Presiden Jokowi meminta menteri terkait untuk menggelar diskusi secara masif terhadap 14 masalah tersebut.
“Sehingga kami diminta untuk mendiskusikan lagi secara masif dengan masyarakat untuk memberi pengertian dan justru minta pendapat dan usul-usul dari masyarakat,” katanya.
Mahfud MD mengatakan diskusi dan masukan dari simpul simpul masyarakat sangat penting karena hukum itu adalah cermin kesadaran hidup masyarakat. Sehingga, Hukum yang akan diberlakukan harus mendapatkan pemahaman dan persetujuan dari masyarakat.
“Itu hakikat demokrasi dalam konteks pemberlakuan hukum,” pungkasnya.

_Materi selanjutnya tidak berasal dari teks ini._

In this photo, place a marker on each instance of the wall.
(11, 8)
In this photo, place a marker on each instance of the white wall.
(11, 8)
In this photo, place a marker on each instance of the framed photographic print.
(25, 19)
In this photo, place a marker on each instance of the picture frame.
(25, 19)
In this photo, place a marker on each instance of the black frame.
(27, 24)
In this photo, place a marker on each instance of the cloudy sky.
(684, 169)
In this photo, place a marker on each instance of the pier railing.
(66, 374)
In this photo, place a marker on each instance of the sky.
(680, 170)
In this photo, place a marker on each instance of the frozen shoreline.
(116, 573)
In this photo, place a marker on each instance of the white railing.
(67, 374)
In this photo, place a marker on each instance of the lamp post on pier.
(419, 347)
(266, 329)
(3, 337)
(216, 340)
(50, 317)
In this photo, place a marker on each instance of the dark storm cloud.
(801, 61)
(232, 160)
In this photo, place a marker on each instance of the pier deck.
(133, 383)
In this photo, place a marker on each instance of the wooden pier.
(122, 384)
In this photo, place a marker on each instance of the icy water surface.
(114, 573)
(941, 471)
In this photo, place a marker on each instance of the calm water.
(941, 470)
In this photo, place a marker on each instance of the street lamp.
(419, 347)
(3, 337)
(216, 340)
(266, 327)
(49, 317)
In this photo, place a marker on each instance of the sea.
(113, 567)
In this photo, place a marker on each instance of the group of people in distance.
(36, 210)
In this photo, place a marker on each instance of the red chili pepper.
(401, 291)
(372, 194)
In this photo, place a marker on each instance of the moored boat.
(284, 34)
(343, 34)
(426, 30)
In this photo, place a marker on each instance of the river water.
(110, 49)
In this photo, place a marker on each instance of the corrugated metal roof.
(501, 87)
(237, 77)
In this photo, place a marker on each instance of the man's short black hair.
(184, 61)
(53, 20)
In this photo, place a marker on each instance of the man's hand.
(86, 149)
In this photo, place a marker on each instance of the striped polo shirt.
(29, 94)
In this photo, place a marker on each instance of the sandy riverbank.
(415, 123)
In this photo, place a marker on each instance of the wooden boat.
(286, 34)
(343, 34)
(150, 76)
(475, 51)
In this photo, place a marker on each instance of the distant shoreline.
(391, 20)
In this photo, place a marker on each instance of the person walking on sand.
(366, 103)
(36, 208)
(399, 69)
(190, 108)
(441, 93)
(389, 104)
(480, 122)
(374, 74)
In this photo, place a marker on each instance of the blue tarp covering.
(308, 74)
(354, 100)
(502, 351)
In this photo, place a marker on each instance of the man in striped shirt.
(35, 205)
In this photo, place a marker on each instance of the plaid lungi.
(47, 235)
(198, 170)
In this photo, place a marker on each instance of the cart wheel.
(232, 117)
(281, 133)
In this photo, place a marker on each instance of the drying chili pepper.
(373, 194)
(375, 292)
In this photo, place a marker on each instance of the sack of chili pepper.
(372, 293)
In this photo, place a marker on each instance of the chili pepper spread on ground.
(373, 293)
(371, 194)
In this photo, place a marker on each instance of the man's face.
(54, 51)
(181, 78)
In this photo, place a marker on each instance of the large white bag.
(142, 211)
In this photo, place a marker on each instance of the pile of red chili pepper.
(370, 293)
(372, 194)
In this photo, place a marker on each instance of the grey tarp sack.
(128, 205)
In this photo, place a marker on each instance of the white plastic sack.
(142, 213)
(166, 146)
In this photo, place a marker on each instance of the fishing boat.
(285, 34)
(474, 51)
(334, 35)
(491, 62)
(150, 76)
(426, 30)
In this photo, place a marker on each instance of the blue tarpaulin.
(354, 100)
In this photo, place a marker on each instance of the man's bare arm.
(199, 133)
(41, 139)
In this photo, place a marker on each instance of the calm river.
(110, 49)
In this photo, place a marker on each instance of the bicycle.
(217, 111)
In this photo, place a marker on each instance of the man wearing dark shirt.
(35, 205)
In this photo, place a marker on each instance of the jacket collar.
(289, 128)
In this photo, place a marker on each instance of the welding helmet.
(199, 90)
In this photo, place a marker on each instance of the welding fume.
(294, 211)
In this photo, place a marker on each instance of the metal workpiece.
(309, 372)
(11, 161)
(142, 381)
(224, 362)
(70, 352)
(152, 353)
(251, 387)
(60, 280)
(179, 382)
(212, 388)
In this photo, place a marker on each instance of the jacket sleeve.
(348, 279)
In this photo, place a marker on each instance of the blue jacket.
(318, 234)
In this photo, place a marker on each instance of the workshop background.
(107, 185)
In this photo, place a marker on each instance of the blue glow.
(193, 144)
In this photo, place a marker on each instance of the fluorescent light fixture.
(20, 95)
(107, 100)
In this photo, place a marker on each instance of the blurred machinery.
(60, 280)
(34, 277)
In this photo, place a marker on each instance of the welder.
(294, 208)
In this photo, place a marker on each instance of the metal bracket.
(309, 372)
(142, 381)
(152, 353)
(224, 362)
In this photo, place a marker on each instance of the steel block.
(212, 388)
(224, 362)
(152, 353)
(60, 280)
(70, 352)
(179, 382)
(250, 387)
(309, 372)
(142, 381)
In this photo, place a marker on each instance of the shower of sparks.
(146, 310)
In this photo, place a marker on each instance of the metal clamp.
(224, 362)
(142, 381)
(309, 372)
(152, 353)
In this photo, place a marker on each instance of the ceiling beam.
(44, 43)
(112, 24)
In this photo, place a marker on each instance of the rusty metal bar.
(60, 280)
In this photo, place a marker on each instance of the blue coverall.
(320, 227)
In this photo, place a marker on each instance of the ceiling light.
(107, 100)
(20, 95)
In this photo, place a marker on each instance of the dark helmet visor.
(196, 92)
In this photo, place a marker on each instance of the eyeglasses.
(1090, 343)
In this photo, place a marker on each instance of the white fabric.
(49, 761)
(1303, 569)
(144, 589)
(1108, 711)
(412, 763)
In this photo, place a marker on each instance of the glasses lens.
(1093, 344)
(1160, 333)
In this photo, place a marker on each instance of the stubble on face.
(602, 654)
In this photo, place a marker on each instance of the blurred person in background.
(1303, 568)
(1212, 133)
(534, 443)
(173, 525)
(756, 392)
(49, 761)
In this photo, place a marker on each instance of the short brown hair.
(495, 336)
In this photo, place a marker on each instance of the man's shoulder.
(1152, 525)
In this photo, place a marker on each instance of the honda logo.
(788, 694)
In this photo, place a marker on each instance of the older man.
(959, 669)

Baca juga: Jika DPR Tidak Resmi Merilis RUU KUHP ke Publik, Ketua AJI Indonesia Akan Kirim Gugatan ke KIP
Diskusi publik yang dilakukan pemerintah terhadap 14 masalah ini sebenarnya sudah dilakukan sebelumnya.

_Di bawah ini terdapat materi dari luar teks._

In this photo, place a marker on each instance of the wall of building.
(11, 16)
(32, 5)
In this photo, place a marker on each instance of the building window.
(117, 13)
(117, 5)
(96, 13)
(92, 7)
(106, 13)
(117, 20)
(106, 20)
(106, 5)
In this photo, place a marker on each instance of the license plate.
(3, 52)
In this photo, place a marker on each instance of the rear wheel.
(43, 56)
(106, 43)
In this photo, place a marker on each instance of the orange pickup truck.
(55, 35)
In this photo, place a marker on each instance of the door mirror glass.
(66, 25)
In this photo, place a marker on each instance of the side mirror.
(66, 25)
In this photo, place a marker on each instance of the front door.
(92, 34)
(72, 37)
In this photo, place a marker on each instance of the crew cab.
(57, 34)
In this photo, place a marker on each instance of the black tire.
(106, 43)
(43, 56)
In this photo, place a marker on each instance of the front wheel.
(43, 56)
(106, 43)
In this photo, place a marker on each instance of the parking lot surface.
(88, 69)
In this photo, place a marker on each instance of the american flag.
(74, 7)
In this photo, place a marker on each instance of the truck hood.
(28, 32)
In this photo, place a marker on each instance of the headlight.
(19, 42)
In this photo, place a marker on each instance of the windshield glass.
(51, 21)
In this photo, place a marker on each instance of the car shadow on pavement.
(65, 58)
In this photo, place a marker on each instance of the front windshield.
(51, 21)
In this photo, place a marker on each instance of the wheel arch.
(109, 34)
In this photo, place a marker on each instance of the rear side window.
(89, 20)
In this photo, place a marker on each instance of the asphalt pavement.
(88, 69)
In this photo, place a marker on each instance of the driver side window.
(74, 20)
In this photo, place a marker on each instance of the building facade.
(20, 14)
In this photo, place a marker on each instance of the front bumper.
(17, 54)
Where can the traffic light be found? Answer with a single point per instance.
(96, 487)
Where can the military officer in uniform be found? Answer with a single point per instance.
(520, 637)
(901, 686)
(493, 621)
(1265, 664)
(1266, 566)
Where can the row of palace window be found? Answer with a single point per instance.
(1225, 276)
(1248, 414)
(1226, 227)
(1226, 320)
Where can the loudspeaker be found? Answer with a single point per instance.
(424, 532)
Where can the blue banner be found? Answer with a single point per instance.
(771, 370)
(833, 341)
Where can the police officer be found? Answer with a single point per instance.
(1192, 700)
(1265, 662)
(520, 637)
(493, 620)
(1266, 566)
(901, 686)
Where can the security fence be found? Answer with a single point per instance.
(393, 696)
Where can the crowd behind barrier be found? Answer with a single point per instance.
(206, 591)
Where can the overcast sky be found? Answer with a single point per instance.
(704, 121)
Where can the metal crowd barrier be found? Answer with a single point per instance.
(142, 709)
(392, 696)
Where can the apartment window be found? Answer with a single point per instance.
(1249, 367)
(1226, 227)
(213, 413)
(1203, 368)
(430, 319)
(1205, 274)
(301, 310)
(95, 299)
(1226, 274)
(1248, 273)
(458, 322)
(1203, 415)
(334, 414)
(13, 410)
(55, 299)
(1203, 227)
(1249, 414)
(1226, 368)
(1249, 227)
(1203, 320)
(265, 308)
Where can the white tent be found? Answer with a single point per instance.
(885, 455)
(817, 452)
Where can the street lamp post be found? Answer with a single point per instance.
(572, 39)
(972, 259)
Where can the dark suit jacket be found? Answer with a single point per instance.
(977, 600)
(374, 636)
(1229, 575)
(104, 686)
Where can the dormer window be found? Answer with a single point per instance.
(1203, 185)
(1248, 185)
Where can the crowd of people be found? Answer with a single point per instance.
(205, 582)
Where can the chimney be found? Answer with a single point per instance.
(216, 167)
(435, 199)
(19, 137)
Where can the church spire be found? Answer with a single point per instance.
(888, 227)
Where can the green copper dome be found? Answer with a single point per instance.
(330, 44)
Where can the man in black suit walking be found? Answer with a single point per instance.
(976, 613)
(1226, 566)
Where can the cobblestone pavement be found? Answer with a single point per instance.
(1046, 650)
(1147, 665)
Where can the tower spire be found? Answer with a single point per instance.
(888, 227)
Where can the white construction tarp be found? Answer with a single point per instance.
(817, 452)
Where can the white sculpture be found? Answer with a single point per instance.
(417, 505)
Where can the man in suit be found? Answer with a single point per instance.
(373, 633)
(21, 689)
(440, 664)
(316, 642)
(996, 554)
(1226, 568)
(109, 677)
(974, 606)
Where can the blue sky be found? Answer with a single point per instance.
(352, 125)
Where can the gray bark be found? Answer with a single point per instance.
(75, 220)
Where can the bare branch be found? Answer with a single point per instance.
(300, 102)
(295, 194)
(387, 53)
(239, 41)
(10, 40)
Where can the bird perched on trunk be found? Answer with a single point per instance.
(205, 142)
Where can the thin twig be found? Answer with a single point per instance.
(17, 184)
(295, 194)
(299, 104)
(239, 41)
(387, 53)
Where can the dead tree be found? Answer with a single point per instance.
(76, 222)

Kementerian Hukum dan Hak Asasi Manusia (Kemenkumham) telah merampungkan rangkaian diskusi publik Rancangan Undang-Undang Kitab Undang-undang Hukum Pidana (RUU KUHP) di Hotel JS Luwansa Jakarta pada Senin (14/6/2021).
Namun diskusi terhadap 14 masalah tersebut belum menemui titik temu.

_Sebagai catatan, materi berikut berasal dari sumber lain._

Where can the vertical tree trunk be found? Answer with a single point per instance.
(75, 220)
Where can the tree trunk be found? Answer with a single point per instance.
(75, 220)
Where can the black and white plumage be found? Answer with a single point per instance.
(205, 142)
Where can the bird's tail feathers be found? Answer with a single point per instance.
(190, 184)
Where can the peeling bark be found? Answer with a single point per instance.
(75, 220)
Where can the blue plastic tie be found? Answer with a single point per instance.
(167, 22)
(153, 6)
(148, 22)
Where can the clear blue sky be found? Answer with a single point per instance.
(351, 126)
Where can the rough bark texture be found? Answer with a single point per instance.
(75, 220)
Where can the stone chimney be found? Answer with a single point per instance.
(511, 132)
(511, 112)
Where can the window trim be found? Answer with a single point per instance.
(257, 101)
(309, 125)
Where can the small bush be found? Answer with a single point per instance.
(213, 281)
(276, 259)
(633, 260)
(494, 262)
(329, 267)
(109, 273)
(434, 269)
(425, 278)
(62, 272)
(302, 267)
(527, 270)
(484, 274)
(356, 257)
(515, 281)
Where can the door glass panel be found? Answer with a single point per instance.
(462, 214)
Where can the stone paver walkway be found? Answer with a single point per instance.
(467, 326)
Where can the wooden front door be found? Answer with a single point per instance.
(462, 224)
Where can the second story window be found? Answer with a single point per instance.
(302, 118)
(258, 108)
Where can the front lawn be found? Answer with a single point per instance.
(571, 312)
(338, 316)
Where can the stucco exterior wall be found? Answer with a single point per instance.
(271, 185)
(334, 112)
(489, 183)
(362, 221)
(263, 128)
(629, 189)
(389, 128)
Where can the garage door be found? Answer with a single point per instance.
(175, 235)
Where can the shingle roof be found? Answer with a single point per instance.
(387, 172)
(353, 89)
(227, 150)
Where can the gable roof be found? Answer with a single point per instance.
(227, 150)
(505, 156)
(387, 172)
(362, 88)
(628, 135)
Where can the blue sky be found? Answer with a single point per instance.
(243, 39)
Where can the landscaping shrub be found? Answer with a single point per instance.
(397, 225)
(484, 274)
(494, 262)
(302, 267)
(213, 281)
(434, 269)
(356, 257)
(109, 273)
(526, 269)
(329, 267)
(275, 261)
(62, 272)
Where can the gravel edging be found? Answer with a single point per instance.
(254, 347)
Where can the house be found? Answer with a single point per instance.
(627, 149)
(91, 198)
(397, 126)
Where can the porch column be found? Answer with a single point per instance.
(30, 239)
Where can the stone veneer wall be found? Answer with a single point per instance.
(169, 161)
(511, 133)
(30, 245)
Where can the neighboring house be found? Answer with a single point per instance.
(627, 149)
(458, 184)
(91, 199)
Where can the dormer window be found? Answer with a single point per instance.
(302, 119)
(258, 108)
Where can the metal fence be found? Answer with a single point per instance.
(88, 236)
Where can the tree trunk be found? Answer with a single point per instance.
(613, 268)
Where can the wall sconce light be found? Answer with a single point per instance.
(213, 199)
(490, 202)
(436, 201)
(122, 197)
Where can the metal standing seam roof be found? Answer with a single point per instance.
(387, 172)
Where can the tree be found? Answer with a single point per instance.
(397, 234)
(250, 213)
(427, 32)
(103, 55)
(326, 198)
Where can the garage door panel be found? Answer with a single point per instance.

Adapun 14 substansi dalam RKUHP yang menuai sorotan di masyarakat tersebut di antaranya penyerangan harkat dan martabat presiden dan wakil presiden, menyatakan diri dapat melakukan tindak pidana karena memiliki kekuatan gaib, dokter atau dokter gigi yang melaksanakan pekerjaannya tanpa izin, contempt of court, unggas yang masuk dan merusak kebun yang ditaburi benih, advokat yang curang, penodaan agama, penganiayaan hewan, kontrasepsi, perzinahan, kohabitasi, penggelandangan, aborsi, dan perkosaan.